17.6.13

311-324: En el vaivén de planes sin marcar

No tengo ni idea de por dónde empezar esta entrada. Creo que incluso se me ha olvidado la manera en que solía escribir aquí. Llevaba bastantes días sin hacerlo porque mi portátil decidió que su vida útil podía acabarse pronto y la pantalla ha dejado de funcionar. Y una es un poco maniática respecto a qué, cómo, cuándo y dónde escribir: escribir en el blog desde el portátil de otra persona es algo que no entra en mis planes. (Pero gracias, A. por prestarme tu portátil estos días para todo lo demás) No he cedido, pero al parecer mi portátil ha pactado una tregua en eso de morirse y me ha regalado un rato de funcionamiento.

Sigo en mi búsqueda de trabajo, de la cual no he hablado nunca en el blog pero lleva sucediendo desde final de marzo, más o menos. Dado que busco trabajo como "childminder", es como volver atrás en el tiempo al momento en que buscaba familia para venir como aupair. Cada vez que una familia parece que va a decir que sí, se pone en marcha un complicado mecanismo de engranajes para aceptar y encajar la noticia, y adaptar la realidad a las nuevas circunstancias, no solo en mi vida sino también en la de mi hostfamily. Cada vez que, al final, una familia dice que no, puedo leer la preocupación en las caras de mis padres irlandeses. También veo cuánto se esfuerzan por ayudarme aunque no hay mucho que ellos puedan hacer por mí. Es bastante curioso ser yo quien los tranquiliza a ellos, cuando siempre creí que a estas alturas del año estaría en riesgo de ser ingresada en el hospital por un ataque de ansiedad o algo por el estilo. La vida es muy rara.

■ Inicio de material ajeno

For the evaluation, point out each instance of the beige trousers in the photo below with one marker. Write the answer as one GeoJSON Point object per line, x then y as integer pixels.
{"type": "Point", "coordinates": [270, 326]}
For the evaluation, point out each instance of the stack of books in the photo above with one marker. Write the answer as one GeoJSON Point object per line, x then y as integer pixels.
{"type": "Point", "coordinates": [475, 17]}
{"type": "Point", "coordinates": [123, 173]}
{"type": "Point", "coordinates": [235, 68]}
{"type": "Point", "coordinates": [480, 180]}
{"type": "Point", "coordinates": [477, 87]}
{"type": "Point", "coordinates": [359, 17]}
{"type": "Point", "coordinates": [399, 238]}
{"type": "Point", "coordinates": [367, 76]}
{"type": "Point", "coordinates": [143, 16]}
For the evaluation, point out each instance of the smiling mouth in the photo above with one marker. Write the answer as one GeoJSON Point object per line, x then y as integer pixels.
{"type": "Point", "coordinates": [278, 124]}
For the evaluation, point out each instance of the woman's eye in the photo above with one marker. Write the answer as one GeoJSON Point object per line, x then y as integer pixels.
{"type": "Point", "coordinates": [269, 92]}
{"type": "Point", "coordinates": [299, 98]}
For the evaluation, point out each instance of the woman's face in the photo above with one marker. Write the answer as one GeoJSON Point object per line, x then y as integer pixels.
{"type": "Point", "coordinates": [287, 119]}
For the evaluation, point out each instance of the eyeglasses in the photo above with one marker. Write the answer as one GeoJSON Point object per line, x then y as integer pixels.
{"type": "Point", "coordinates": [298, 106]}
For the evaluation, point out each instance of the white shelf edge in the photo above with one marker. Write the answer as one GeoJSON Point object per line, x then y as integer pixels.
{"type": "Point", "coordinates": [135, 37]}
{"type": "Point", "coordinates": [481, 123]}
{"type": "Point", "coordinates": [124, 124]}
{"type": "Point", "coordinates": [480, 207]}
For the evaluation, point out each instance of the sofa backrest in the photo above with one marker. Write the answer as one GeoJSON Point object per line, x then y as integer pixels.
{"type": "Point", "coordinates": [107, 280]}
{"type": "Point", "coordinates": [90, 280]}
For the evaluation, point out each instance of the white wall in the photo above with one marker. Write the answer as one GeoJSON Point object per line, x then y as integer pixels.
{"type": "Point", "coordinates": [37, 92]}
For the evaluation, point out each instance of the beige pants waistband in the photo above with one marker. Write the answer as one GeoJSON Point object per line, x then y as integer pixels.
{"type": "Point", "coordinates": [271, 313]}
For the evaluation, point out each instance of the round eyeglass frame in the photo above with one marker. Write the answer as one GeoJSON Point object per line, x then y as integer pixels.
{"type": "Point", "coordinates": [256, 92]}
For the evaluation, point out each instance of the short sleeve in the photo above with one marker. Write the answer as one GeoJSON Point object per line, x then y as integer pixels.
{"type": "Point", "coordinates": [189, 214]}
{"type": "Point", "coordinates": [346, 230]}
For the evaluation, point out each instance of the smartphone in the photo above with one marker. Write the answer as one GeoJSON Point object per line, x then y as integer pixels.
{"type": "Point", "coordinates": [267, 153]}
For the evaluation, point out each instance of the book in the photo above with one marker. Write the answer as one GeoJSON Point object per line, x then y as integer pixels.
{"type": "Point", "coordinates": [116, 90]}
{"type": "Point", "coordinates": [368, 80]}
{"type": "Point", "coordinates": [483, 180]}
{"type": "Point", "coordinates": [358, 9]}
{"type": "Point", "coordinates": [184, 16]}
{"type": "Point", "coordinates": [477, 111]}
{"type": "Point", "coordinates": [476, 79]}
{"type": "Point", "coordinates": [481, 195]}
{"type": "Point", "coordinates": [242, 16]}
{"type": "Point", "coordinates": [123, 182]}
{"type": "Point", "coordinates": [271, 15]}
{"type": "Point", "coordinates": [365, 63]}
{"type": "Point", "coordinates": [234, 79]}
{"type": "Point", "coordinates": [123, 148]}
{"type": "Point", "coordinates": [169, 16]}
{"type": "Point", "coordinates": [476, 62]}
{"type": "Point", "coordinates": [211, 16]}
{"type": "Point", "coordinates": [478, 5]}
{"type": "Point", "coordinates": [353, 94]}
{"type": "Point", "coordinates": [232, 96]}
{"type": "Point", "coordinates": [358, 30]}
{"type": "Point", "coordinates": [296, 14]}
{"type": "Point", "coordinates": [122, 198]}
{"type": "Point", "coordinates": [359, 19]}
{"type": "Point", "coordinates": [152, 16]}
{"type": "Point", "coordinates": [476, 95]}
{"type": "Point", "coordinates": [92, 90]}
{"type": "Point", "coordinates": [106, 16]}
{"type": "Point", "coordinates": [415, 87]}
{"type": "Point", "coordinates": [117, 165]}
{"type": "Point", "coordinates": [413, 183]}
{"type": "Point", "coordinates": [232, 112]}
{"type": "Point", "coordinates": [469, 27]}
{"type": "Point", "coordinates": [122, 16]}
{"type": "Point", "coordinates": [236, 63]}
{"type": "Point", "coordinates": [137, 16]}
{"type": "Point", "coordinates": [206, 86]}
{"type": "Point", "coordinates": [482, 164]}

Creía que, si llegaba a esta situación (acabar como aupair sin tener un trabajo al que agarrarme después) sería el apocalipsis, el fin del mundo de mi estructura psicológica interna. No podría haber estado más equivocada. Solo hay paz de espíritu. Si no encuentro nada pronto, confío en que la M. del futuro tendrá recursos suficientes para sobrevivir a la situación sin mayor problema. Si algo he aprendido en los últimos dos años es que las situaciones extremas hacen que la creatividad se ponga a funcionar a marchas forzadas - y es inútil intentar que ese mecanismo se ponga a funcionar antes de hora.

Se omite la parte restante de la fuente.